5-Step Cycle for Opening an NPS Account
Financial planning is important at every stage of life and this becomes particularly vital after you retire. Pension plans must be included in your retirement planning, as these plans provide financial security during your golden years after you do not have a regular income source.
According to data, the current life expectancy of 65 years is poised to increase to 75 years by 2050. This increase in post-retirement years accentuates the importance of retirement planning. Pension plans can help ensure a secure financial future in which you do not have to depend on others for your needs.
Keeping this mind, the government launched the national pension system (NPS) on 1st January 2004. It aimed to reform pension-related norms and increase savings among individuals. Although, the scheme was initially available only for government employees, it became available to all citizens in 2009.
Permanent Retirement Account Number (PRAN)
Every subscriber to the national pension system is provided with a PRAN. This is a unique identification that gives account holders portability, allowing them to move their accounts anywhere across the country. The two types of personal accounts include:
1. Tier I account — This is a non-withdrawal account, where annual investments of at least INR 6,000 must be made until the age of 60 years.

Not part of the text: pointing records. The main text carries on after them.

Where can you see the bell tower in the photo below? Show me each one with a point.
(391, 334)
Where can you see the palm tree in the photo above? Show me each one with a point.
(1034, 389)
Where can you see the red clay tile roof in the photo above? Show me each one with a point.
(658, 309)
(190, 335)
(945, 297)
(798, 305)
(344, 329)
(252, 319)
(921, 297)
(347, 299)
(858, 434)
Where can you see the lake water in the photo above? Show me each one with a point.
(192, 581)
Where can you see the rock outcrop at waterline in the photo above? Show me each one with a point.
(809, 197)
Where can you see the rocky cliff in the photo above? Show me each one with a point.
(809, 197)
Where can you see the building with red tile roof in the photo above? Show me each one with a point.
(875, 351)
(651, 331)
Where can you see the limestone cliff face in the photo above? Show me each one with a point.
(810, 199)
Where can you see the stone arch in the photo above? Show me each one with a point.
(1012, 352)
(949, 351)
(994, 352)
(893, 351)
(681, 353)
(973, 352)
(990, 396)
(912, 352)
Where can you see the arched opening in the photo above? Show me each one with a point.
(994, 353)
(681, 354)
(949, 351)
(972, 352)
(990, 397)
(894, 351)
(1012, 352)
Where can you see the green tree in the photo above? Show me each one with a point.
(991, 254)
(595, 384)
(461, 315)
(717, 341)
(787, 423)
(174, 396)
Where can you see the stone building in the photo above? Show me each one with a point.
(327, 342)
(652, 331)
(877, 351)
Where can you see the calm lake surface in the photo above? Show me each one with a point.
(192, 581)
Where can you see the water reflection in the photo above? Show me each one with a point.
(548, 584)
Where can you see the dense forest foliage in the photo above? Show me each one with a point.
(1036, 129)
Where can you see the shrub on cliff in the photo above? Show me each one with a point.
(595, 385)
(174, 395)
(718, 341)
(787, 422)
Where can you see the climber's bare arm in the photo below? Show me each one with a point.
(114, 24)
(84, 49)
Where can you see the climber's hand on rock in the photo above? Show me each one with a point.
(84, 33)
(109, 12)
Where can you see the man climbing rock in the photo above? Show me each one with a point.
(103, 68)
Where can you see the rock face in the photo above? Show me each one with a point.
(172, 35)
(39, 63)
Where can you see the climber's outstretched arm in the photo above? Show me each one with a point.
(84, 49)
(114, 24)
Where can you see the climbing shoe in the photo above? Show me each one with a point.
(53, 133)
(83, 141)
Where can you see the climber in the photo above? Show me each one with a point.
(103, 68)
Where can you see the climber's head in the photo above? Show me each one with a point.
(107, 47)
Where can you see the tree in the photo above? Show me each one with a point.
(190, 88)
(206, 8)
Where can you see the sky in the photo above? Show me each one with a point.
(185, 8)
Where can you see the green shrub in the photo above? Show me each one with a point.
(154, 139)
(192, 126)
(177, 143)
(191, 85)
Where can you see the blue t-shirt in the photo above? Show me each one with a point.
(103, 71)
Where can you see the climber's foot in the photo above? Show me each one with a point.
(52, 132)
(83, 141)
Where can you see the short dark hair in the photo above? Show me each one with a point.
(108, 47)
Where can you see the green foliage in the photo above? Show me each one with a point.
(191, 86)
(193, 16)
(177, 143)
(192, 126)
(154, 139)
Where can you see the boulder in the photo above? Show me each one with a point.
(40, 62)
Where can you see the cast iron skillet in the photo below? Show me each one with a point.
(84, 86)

2. Tier II account — This is a simple voluntary facility in which the subscriber can make a withdrawal as per his or her requirements. However, this account is not available as a tax saving scheme.
Opening an NPS Account
- Central government employees — All employees, with the exception of armed forces personnel, must subscribe to a tier I account under the national pension system. Account opening procedure is as follows:
- Submit the form (S1) to the Drawing and Disbursing Officer (DDO) or any equivalent office
- DDO provides and certifies employee details
- Form is forwarded to the respective pay and accounts office (PAO) or district treasury officer (DTO)
- The form must also be submitted to the Central Record-keeping Agency (CRA) for registration
- Start your NPS contribution through the nodal office
- State government employees — State government and autonomous bodies’ employees, joining services after the notification date, must invest in the NPS through a Point of Presence — Service Provider (PoP-SP).
- Submit the form (S1) to the DDO or equivalent office
- DDO will provide and certify employee information
- The form is then forwarded to the PAO or DTO
- CRA registration through form submission
- Monthly investments commence through the nodal office
- Individuals — Any citizen, as well as non-resident Indians (NRI), aged between 18 and 60 years can subscribe to this tax saving scheme.
- Submit form (CSRF 1) to PoP-SP along with know-your-customer (KYC) documents
- Tier I subscribers can also subscribe to Tier II account (Annexure I to the CSRF 1)) through submission to the associated POP-SP
- POP-SP validates the form and provides receipts to subscribers
- The investment can be made at the POP-SP through the NPS contribution instruction slip
- Corporate–Corporate investments can be made at subscriber level or centrally for underlying subscribers. The company or subscribers can choose from the registered pension fund managers (PFM) to invest and also determine the allocation percent among the different asset classes.
Now that you know how to open an NPS account you should gather more information on the system and figure out what is the optimal investment amount for your needs. NPS calculators, can help give you a better idea of the tax benefits and savings from your investment.